Should you want to you can override the default by setting the system property i.e

-Dfile.encoding=<encoding>

Gary

--On 10 October 2008 08:40 +0200 Loris Bennett <> wrote:

Hi Gary,

In my source.xml I have 'ä'. In hex it is C3A4, so the file is UTF-8. It
is maybe somewhat surprising that this works, since there is no
<?xml>-tag with the encoding.

Are there any external dependencies which play a role in XML parsing
which could vary from platform to platform?

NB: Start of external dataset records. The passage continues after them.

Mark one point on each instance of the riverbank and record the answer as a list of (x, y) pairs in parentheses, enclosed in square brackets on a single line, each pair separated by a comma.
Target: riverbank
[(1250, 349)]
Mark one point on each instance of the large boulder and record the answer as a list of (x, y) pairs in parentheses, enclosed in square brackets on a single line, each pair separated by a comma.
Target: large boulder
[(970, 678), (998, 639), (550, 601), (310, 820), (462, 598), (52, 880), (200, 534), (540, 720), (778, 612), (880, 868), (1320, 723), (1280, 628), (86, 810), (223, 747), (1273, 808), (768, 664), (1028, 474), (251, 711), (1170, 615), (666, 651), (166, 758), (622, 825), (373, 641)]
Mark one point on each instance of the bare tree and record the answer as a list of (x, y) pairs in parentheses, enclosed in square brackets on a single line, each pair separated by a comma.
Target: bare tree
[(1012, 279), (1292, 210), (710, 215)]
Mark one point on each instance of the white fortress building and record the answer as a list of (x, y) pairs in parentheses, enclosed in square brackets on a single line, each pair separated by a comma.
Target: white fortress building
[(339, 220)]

I am running 64bit Debian
etch.

Anyway, thanks for correcting the problem.

Loris

On Thu, 2008-10-09 at 16:17 +0100, GW Brown, Information Systems and
Computing wrote:
Hi Loris,

I think I've fixed this now - in CVS. The code which exports group and
stem attributes was 'escaping' the output, but the source name was not
being escaped.

I modified:
private void _writeSubjectSourceMetaData(Source sa)
in XmlExporter so that name is escaped - id was escaped already.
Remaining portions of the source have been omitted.